Awaryjne lądowanie samolotu American Airlines. Wszystko przez „nieobliczalne zachowanie” pasażera
Incydent miał miejsce w niedzielę popołudniu, kiedy to samolot American Airlines, który podróżował z Los Angeles do Waszyngtonu, musiał awaryjnie wylądować w Kansas City w stanie Missouri. Amerykańskie linie lotnicze potwierdzają, że sytuacja spowodowana była „nieobliczalnym zachowaniem niesfornego pasażera”. Po lądowaniu na lotnisku już czekało na niego FBI.
Według informacji przekazanych przez Federalne Biuro Śledcze napastnikiem był 50-letni Juan Remberto Rivas mieszkający w Kaliforni. Mężczyzna, który miał 190,5 cm wzrostu i ważył niecałe 109 kilogramów, zaczął powodować zakłócenia w samolocie i grozić stewardessom. Załoga przy pomocy innych pasażerów obezwładniła napastnika.
More FBI agents in the plane speaking to passengers you can see the flight attendant cleaning up the scene. The individual who caused the incident was bleeding as the plane made the emergency landing. #AA1775 from #LA to #DC is currently still on tarmac in Kansas City #Missouri. pic.twitter.com/Kc99Dwo3Fv
— Mouaz Moustafa (@SoccerMouaz) February 13, 2022
Pasażer próbuje otworzyć drzwi samolotu. Sytuację ratuje stewardessa
Juan Rivas rzekomo próbował otworzyć drzwi maszyny podczas lotu. Mężczyzna chwycił klamkę przednich drzwi wyjściowych z prawej burty samolotu, postawił na wejściu jedną stopę, a potem z całej siły zaczął ciągnąć za klamkę – najpierw jedną, a potem obiema rękami. Na jego drodze stanęła jednak uzbrojona tylko w dzbanek do kawy stewardessa. Aby powstrzymać napastnika, kobieta musiała dwukrotnie uderzyć nim w głowę pasażera.

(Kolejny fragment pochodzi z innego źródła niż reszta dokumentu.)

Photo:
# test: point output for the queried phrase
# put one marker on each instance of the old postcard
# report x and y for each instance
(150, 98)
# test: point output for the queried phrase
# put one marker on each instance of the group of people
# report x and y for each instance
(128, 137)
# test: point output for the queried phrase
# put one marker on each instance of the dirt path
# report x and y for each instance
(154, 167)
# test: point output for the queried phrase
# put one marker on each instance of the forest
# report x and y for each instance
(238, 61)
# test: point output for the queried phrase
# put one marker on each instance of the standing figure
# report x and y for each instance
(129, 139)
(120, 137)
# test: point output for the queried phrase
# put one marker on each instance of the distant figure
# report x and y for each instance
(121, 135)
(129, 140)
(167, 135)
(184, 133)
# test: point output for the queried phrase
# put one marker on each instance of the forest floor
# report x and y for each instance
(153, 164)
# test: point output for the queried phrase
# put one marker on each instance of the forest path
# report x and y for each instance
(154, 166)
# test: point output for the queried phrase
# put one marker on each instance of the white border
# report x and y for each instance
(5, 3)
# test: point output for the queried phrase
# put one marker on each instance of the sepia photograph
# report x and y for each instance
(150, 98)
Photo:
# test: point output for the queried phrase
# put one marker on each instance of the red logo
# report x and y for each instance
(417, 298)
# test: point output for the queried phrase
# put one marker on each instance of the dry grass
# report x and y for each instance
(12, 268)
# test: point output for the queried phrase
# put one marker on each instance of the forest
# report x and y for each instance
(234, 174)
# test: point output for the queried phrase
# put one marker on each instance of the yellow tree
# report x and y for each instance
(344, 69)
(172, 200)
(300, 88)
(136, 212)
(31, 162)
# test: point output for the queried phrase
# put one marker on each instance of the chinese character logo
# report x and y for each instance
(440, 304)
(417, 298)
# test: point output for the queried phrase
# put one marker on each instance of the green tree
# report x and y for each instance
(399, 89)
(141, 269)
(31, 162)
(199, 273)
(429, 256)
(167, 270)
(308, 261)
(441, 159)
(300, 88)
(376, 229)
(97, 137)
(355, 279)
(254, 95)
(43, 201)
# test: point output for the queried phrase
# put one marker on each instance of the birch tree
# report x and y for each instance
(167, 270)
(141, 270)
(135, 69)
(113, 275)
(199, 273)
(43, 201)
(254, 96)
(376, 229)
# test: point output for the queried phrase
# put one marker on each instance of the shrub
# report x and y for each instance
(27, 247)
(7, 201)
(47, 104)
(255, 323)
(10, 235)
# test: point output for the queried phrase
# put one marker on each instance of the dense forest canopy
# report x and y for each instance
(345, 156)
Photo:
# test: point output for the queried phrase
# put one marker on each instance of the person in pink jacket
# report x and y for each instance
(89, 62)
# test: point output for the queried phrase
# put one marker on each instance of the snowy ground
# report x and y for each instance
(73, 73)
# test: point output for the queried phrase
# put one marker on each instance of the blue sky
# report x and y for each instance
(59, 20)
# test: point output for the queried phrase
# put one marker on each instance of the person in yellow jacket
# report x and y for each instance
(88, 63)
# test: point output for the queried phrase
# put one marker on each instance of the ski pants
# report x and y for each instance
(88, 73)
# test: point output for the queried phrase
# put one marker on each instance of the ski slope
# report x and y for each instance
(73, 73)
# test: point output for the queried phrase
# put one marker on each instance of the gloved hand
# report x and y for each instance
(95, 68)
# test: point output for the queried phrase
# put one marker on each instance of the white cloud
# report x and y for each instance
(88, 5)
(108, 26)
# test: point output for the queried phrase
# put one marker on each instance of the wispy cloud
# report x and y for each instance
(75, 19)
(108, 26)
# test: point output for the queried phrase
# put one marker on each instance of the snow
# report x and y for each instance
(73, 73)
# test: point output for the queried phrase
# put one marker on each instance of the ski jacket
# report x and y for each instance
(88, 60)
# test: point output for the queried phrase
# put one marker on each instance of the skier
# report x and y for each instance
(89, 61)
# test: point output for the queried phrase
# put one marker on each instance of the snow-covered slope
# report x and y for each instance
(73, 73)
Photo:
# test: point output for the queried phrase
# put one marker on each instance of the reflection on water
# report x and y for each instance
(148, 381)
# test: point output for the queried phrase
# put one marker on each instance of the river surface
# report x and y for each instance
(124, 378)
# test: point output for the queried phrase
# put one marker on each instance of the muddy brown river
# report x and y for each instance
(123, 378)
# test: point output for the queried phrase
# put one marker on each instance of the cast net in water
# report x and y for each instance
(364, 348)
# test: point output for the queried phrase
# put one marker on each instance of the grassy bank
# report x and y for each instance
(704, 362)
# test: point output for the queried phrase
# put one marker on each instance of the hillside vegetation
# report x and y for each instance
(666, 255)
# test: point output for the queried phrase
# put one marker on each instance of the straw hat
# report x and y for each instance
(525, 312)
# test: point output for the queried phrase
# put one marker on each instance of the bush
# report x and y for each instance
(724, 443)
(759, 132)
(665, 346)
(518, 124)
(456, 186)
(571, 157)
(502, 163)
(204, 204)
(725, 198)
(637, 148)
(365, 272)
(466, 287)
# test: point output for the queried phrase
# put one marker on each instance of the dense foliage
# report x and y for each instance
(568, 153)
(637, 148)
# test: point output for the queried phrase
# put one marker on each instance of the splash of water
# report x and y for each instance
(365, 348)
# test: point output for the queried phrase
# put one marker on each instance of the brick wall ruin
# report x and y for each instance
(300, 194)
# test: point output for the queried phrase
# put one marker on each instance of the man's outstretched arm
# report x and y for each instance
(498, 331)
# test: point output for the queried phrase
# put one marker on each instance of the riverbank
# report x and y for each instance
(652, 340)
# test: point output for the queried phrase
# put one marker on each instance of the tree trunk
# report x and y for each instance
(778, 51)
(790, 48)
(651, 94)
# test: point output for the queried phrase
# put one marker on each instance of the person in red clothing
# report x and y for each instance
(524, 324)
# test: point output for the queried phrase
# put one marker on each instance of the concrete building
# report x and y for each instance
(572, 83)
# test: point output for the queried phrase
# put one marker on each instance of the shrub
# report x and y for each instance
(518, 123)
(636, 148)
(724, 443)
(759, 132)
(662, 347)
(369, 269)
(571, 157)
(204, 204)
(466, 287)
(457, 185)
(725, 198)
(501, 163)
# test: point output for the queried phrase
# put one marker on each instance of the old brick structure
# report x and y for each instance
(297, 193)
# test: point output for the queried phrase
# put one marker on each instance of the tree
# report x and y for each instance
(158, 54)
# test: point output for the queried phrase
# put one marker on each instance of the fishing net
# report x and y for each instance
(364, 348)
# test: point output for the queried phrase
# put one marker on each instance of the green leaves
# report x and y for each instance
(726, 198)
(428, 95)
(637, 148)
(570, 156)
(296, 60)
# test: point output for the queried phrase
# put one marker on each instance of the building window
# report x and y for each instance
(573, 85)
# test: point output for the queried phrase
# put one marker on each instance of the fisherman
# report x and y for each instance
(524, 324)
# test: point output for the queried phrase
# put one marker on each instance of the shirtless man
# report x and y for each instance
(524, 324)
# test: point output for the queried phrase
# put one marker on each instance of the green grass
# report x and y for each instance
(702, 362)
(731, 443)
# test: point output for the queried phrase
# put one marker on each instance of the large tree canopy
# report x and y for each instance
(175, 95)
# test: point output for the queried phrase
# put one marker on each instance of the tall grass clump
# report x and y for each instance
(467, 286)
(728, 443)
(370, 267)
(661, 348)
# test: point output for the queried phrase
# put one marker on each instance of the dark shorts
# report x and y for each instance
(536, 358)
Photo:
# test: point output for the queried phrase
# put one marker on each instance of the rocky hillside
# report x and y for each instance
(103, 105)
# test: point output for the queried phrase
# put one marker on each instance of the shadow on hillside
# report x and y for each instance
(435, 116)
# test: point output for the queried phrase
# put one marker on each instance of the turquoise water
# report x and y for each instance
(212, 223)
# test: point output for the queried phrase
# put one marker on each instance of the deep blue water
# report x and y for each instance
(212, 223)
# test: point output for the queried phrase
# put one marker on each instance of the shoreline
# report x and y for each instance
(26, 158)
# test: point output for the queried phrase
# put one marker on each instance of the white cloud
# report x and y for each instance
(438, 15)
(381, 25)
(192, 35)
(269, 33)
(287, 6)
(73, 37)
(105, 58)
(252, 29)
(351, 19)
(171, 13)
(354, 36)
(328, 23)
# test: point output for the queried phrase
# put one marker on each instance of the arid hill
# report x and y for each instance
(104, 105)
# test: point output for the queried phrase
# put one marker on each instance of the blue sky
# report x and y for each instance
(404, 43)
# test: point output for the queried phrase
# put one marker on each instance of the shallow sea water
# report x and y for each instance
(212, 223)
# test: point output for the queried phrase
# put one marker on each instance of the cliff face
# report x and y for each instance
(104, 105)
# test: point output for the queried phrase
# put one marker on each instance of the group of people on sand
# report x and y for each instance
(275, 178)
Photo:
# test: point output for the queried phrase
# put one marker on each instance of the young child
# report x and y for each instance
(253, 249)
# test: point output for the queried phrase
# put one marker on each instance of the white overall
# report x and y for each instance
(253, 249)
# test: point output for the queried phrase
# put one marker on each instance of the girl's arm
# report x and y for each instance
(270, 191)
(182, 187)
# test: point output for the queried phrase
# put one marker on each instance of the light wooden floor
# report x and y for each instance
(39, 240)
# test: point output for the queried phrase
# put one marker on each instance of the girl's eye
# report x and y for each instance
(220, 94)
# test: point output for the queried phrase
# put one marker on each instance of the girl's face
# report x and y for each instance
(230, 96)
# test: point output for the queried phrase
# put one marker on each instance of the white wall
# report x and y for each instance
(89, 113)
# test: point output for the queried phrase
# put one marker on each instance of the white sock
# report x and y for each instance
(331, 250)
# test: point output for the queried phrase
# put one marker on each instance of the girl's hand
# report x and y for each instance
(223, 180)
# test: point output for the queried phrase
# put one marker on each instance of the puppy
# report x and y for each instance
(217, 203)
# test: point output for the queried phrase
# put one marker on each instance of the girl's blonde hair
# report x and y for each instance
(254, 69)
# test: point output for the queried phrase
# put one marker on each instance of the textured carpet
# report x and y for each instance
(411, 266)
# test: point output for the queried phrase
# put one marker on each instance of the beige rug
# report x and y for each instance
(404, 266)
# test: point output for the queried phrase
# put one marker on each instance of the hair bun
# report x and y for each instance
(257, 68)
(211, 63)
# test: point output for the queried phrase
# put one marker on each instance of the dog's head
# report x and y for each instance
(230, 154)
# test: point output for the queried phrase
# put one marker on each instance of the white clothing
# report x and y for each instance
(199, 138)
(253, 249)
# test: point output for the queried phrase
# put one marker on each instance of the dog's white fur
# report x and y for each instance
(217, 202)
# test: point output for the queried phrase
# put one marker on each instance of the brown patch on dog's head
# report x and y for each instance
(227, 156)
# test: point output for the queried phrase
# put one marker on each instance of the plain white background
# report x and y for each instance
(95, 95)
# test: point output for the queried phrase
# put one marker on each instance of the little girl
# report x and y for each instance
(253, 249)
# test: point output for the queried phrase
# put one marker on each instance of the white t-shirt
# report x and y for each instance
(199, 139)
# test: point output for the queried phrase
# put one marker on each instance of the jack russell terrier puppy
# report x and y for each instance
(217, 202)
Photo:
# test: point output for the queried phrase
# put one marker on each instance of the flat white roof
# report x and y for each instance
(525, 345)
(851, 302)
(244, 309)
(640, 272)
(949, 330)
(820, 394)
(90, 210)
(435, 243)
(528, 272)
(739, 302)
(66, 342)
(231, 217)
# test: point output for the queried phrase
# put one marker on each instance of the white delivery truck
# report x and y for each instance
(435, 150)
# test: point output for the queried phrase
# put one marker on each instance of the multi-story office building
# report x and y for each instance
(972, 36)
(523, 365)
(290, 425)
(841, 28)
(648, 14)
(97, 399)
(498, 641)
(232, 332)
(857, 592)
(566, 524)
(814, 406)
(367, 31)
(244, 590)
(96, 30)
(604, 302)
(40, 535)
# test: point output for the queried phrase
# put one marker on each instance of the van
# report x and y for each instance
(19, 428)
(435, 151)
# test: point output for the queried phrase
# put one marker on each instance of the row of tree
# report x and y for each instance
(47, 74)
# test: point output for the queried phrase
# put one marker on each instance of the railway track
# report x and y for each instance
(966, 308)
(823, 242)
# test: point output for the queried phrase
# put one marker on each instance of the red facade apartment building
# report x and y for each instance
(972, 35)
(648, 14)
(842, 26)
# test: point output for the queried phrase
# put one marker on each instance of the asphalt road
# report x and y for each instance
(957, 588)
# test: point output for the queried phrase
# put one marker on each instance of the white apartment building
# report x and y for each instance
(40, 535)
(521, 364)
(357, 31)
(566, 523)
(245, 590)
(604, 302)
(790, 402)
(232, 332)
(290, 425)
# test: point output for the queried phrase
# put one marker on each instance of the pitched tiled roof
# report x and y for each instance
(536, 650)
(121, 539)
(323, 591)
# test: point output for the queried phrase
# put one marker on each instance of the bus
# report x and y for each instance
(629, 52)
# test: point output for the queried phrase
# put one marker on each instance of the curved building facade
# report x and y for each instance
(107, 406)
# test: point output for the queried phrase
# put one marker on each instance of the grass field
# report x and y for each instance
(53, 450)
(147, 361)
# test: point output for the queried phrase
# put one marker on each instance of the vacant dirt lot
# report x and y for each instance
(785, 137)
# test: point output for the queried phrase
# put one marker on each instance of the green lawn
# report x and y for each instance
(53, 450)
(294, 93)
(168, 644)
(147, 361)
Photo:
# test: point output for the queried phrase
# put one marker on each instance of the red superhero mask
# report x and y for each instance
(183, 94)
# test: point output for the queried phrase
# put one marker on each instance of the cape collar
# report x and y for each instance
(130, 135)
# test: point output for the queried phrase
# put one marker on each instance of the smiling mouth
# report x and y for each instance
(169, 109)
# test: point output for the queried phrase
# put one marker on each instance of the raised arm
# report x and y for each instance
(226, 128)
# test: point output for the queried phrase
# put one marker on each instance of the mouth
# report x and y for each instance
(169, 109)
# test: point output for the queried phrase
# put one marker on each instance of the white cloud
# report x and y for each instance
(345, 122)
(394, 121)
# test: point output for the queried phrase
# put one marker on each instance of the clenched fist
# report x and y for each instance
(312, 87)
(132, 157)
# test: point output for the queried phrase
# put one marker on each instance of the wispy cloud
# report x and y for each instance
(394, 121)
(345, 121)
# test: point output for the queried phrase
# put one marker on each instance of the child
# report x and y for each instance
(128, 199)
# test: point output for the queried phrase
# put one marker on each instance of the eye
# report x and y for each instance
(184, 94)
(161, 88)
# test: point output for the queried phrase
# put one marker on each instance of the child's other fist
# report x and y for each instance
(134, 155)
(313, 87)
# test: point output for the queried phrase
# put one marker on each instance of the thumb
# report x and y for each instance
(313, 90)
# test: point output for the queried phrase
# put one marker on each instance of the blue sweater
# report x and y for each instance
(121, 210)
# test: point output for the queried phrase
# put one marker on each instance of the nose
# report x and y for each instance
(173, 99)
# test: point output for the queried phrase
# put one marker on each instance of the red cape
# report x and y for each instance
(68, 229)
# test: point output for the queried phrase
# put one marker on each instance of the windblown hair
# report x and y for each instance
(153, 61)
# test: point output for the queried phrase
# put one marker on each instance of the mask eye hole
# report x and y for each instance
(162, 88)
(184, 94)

Stewardessie pomogli inni pasażerowie – jeden z nich uderzył Rivasa w szczękę, a inny chwycił go za szyję i sprowadził na podłogę. Napastnik został skrępowany, a następnie jego ręce i nogi zostały unieruchomione za pomocą plastikowych zapinek i taśmy izolacyjnej.
Chatting with the pilot just now of #AA1775 great pilot he told me that we were 40 mins out of Kansas and he tried to bring us down as soon as possible as a man tried to get into the cockpit then tried to open the plane door. still on tarmac with FBI on scene. pic.twitter.com/jqoYnrJKCG
— Mouaz Moustafa (@SoccerMouaz) February 13, 2022
Niebezpieczny pasażer sprawiał kłopoty już wcześniej. Wymachiwał plastikowym nożem
Świadkowie zdarzenia twierdzą, że 50-latek był spokojny na samym początku podróży, lecz po około 2,5-godzinnym locie sytuacja gwałtownie się zmieniła. Rivas miał wtedy przejść do przedniej części samolotu i zażądał przeniesienia go do pierwszej klasy, ponieważ nie ufał pozostałym pasażerom, którzy rzekomo „chcieli go dopaść”.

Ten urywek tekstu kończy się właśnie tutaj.